Principal Research Scientist at Educational Testing Service
A common problem in applied educational research is estimating the causal effects of educational interventions or instructional experiences from non-experimental data. For example, teacher value-added estimation relies on statistical modeling to control for student background characteristics when estimating the effects of individual teachers on student achievement. An open question in this and related applications is whether and how measurement error in test scores from prior years should be accounted for when estimating treatment effects. The answer depends on whether the observed test scores and other student covariates are sufficient to account for relevant differences across observational treatment groups. This generally cannot be determined from observed data. For example, if analysts had access to direct measures or other proxy measures of achievement from earlier grades, such as student work, class grades, or teacher judgments of student proficiency, these measures could be used to test whether controlling for the information commonly available in longitudinal data systems is sufficient to balance groups with respect to prior achievement. Unfortunately such data are not commonly available in large-scale longitudinal databases available to researchers for secondary analysis.

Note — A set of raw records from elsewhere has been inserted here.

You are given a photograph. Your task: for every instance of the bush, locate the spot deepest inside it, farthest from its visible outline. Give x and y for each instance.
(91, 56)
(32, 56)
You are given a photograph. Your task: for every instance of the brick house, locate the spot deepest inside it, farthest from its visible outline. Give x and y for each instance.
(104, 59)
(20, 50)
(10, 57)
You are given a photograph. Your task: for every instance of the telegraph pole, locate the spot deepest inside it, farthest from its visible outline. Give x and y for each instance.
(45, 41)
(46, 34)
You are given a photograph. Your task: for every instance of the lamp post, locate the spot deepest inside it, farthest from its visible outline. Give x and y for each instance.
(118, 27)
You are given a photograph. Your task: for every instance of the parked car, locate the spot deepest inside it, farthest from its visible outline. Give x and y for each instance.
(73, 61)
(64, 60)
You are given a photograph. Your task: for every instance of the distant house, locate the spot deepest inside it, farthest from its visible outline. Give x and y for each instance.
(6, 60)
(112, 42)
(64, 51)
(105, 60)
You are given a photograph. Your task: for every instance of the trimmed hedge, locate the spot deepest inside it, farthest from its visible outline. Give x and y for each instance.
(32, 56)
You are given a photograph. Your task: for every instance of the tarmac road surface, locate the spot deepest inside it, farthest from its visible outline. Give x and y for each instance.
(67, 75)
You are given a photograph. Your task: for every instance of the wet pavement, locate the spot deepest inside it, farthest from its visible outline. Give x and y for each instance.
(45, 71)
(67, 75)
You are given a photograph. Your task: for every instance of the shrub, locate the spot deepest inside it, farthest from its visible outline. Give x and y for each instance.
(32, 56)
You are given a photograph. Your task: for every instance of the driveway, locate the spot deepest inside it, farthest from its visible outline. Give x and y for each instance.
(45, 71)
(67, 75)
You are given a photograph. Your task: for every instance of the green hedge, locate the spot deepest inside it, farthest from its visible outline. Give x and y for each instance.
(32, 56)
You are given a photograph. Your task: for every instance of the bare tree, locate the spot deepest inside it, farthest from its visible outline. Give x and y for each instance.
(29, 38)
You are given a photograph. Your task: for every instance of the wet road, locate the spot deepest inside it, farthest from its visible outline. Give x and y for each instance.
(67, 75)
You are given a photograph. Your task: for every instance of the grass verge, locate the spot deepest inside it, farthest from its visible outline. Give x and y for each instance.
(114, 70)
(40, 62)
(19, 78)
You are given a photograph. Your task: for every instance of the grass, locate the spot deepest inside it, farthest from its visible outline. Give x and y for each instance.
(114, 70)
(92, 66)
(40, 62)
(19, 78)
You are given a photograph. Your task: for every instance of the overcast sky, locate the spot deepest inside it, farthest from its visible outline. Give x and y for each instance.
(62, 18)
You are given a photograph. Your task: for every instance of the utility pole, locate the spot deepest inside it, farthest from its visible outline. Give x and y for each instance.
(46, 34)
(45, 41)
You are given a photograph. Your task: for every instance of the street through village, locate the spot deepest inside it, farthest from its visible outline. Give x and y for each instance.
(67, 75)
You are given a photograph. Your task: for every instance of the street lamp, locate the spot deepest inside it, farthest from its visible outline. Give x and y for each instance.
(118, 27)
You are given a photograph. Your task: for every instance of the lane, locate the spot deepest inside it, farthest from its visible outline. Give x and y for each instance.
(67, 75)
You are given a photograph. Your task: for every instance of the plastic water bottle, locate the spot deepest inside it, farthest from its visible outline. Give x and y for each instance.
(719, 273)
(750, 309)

We develop a novel method for using item-level response data from standardized tests, which are increasingly archived in longitudinal data systems, to proxy for such measures. The approach exploits the fact that item-level data are commonly not used as efficiently as possible to create test scores that are reported to students, parents, and educators, and so contain unobserved information about latent achievement. We present empirical results from the application of the methods to data from a large urban school system, where we test selection on observables assumptions about student-teacher assignments that are commonly made in teacher VA estimation. We find these assumptions to be widely rejected. We consider implications of the findings for how best to use observed test scores to balance non-experimental groups with respect to prior achievement. This is work in progress, and is joint with Daniel F. McCaffrey at ETS.